A favorable finding in this study is the new bone formation in the distal part of the intermedullary canal, which is encapsulated by the external implants (Figure 5C). This is a unique feature for the external implant system and we suppose that the intramedullary bone regeneration might increase the mechanical strength of the implant system during longer term of prosthetic usage.

Titanium Stimulates Osteoblastic Differentiation of BMSCs to Achieve Osseointegration

To understand the cellular and molecular mechanism for intramedullary bone regeneration and extra cortical osseointegration around the external OI implant we performed a series of histological studies.

Consistent with the micro CT findings, histological analysis showed that the external OI implant not only avoided bone resorption at the implant-bone junction but can also promoted bone regeneration in the end of marrow cavity (Figures 6, 7). Osteoprotegerin (OPG) and osteocalcin (OC) were significantly positive, confirming an active bone regeneration process inside the medullary cavity (Figure 10). The mice and human-derived BMSCs expressed CD44, CD90, and CD105, and did not express CD45, CD34 (Koppula et al., 2010; Yan et al., 2019). In this study, CD90⁺ and CD45⁻ were selected as identification markers of BMMCs. To prove whether the implant recruits the BMSCs, we evaluated the expression of a major chemotactic receptor for BMSCs recruitment, the (C) C-X-C chemokine receptor type 4 (CXCR4) (Matsuura et al., 2010; Karazisis et al., 2017). As shown in Figure 11, BMSCs were recruited and differentiated into osteoblastic progenitor cells in vivo. The above immunohistochemistry results indicated that various factors, including chemokines secreted by osteoblasts adhering to the surface of the material, mobilized the surrounding mesenchymal cells and osteoprogenitor cells to participate in bone regeneration.

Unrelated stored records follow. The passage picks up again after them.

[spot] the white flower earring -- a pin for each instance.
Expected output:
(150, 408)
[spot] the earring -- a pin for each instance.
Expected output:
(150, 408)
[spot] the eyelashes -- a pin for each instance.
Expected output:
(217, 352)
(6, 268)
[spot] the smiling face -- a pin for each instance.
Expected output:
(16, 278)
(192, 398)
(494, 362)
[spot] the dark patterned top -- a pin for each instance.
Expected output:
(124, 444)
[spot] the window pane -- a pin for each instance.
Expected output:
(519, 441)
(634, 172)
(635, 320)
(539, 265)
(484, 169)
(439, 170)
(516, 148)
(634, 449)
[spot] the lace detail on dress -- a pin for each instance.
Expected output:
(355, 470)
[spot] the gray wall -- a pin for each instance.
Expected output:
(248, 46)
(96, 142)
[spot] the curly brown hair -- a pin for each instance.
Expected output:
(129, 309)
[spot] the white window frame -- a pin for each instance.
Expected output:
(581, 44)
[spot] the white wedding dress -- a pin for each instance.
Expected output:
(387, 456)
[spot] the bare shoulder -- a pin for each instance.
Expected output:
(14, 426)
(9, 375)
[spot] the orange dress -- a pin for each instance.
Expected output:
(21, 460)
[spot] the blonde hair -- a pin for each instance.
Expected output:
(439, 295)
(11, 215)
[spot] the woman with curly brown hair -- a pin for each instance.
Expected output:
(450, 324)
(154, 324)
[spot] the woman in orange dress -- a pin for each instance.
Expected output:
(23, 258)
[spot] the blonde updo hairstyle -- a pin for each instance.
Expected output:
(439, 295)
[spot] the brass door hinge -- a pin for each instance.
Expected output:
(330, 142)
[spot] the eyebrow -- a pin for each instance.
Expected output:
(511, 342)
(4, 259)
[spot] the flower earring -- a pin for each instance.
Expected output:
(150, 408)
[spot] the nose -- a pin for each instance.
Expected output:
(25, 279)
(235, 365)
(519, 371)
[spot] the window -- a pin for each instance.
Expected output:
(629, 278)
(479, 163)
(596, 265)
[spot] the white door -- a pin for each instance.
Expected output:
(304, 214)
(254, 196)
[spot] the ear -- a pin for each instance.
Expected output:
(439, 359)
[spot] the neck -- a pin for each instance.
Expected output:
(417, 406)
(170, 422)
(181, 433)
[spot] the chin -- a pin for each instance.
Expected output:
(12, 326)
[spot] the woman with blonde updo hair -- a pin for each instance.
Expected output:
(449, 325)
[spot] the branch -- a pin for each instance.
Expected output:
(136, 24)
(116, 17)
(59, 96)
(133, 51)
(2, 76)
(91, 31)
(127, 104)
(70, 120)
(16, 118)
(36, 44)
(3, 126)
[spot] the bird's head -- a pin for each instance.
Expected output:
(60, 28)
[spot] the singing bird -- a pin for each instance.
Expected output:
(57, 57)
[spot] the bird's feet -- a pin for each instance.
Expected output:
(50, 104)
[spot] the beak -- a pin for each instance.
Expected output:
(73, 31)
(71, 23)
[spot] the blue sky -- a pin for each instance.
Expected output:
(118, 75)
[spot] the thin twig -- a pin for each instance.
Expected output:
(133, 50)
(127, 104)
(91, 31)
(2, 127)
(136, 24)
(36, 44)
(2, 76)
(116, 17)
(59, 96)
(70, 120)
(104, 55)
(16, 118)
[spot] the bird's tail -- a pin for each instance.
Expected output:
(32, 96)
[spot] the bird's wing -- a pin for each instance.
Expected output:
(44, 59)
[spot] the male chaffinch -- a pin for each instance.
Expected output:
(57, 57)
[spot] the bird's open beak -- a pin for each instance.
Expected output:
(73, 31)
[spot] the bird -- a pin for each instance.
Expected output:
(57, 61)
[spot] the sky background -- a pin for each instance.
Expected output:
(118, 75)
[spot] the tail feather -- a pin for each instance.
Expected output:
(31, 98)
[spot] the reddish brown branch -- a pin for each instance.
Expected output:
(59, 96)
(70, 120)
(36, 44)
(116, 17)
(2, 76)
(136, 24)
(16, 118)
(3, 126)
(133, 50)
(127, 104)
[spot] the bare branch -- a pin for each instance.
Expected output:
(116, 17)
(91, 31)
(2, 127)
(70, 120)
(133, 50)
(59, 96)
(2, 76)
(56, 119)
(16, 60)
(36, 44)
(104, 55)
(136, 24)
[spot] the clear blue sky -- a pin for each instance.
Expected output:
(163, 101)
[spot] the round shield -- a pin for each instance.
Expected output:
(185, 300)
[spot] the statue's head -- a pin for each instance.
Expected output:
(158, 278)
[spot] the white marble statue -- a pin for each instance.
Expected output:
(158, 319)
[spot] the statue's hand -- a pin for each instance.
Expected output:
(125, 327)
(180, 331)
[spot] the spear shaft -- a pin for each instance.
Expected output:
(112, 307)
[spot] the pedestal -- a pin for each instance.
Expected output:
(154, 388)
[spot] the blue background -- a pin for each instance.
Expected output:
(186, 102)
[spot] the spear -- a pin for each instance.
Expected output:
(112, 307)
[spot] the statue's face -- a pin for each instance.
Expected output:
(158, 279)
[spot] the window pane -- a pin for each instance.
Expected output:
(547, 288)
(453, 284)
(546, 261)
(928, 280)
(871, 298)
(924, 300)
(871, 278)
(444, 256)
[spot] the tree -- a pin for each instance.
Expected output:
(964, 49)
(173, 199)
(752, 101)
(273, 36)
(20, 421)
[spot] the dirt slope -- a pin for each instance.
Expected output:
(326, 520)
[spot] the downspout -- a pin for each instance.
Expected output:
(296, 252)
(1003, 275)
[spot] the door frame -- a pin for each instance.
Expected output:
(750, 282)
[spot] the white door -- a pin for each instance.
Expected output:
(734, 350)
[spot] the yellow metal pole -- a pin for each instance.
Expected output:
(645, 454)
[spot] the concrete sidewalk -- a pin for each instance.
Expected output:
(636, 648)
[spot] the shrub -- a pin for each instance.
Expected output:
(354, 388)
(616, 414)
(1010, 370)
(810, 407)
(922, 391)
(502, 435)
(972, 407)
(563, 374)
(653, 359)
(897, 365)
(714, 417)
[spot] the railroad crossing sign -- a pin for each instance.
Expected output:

The areas with intramedullary bone regeneration had very limited contact with the external implant (only at the end or through the bore holes on cortex). Further studies were done to understand whether this type of distal osteogenesis was natural tissue reaction following amputation or it was induced by the titanium implant, which might provide spatial scaffold for the growth of blood vessels and the formation of new bone.

Integrin β1 is usually expressed in the cell membranes of bone marrow mesenchymal stem cells and osteoprogenitor cells (Du et al., 2011) and has been shown to be crucial in osteoblast adhesion (Gronthos et al., 1997) (Keung et al., 2011). Our results showed that the expression of integrin β1 was higher in the bone marrow cavity of the implant contact region, suggesting that integrin β1 plays a key role in active bone regeneration in this region (Figure 12). Contact with titanium surface probably induced osteoblastic differentiation of BMSCs by increased expression of integrin β1 the process of osseointegration and new bone formation in the medullary cavity.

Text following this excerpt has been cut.